Meu pai
Por esses dias soube foi encontrado novo conto, em manuscrito, atribuído a Anton P. Chekhov. Sua mãe, Yevgeniya, de quem dizia ter herdado a alma (e do pai o talento), em certo momento da vida passou-lhe a história; Chekhov com talento a levou ao papel, entretanto por razões não explicadas, jamais foi publicada.
A apoteose da habilidade como contador de histórias é sem dúvida sua peça dramática As três irmãs, todavia o contozinho a seguir, sem dúvida menos inspirado, nos traz também algo do grande autor russo.
Leio o escrito em alemão e me perdoem todos a péssima tradução minha, sem dúvida com muitos erros. Comuns porém, quando provenientes de material já traduzido anteriormente do original para outro idioma.
Diz a fonte ser inédito. O longo tempo decorrido desde a passagem do escritor (morto pela tuberculose em 1904), penso me exime de culpa por eventuais copirraites, portanto arrisco.
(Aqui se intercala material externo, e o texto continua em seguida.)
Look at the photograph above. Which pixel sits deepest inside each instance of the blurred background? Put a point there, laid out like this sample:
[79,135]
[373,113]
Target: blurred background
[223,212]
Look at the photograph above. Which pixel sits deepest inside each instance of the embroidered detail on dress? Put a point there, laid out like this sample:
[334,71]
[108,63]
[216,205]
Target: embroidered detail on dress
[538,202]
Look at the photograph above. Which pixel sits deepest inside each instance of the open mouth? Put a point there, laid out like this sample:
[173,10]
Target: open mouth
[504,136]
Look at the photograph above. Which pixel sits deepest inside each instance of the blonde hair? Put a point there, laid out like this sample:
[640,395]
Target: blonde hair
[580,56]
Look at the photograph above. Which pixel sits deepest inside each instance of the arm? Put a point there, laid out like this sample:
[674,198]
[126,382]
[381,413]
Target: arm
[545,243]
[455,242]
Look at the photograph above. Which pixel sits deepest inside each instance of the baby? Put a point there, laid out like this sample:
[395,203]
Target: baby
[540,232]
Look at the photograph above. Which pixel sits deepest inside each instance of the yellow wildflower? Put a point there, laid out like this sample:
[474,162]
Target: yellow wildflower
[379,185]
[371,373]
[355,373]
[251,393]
O Sérvio, meu Pai e Saudade.
Por 700 rublos, observe meu atento ouvinte, vendeu-me o sérvio para uma nobre russa. Nasceu meu filho Mihail, já livre. Sua irmã Alexandra não, preciso de dinheiro para comprá-la à nobre senhora, nossa dona. De boa alma, menos exigente. Vê em meu menino, atento na escola de Taganrog, aqui próximo ao fascinante Mar de Azov, possibilidades de ser alguém.
Talvez médico?
Progride bem o pequeno, ouro sem donos. Me contenho porém nos elogios; quero relatar de Alexandra, adorável filha. Ainda escrava, veio como presente, adereço ao pago, eu, o pai escravo.
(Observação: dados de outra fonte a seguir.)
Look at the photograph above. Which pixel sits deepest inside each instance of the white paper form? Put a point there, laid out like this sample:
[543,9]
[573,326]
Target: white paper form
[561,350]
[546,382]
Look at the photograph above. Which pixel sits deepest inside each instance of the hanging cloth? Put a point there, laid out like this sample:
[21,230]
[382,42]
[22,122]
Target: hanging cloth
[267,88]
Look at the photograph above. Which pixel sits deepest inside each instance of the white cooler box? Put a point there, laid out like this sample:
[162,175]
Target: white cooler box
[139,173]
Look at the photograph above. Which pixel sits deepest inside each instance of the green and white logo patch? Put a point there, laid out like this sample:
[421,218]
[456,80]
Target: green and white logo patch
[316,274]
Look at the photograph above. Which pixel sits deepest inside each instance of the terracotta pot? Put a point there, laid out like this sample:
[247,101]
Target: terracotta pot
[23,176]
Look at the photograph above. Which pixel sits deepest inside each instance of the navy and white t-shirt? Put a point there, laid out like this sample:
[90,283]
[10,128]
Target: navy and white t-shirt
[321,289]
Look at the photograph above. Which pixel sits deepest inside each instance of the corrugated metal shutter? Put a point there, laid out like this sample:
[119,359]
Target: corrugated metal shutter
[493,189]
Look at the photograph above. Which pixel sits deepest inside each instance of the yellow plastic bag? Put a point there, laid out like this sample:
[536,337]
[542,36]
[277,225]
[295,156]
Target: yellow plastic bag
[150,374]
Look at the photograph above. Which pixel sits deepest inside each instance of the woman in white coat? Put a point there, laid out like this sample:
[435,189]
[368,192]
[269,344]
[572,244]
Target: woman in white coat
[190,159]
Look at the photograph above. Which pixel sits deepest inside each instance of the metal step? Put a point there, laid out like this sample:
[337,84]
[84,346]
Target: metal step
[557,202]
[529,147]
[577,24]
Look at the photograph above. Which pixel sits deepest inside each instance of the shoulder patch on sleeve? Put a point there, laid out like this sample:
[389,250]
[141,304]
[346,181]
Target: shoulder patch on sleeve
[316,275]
Dedica-se a todos, até a quem a escraviza, com devoção. Deseja o bem, sem reciprocidades. Insiste na bondade, a ponto desarma as criadas Yakovlevna e Blyadischa com seu sorriso, mesmo nas adversidades.
Criaturas menos felizes, Alex, como a apelidei, as perdoa. Sabe de suas origens, escravas e libertas, com caros rublos, pelos irmãos. A voz da minha menina é a alegria pela casa, essa ainda um tanto soturna na áurea desde a morte de Selivanov, o esposo alegre e beberrão da senhora nos comprou do sérvio.
Fevereiro. Depois de 8 anos de trabalho e um empréstimo, assim como a generosidade da senhora, comprei minha liberdade. E da minha esposa e Alex. Estamos em Kriebstama, perto dos montes Liev. Alexandra casou, está em Moscou. Estudou, dedica-se muito a isso. Pensa em dar aulas.
Dezembro. Não estou bem, há semanas escondo de minha companheira Ivanova eu estar cuspindo sangue. Foi inverno rigoroso, venta muito em Liev.
Da Capital. Meu pai Anton se foi, estou agora com minha mãe em Moscou. Meu irmão Mihail permanece em Taganrog, é advogado. Casei com um tártaro, bom homem, porém não é grande amor. Sombrio, pessimista, abafa minha alegria de viver. Isso tanto encantava a meu pai, essa nossa alegria. Tenho 3 filhos, todos adultos, porém já distantes. Me faltam.
Minha pequena mãe, tão velhinha, minha mamushka, me assusta com suas demandas. Triste e trôpega. Penso o bom Deus me castiga um pouco, deixando-me com tantas pessoas amargas a cuidar, as tias de meu marido, a melancólica criada da Sibéria. Ou seria dádiva, a amenizar a tristeza dessas criaturas? Sinto saudades de meu pai, apesar de escravo parte da existência, era homem feliz, alegre. Sua batalha silenciosa para libertar-se com modestos recursos me encanta.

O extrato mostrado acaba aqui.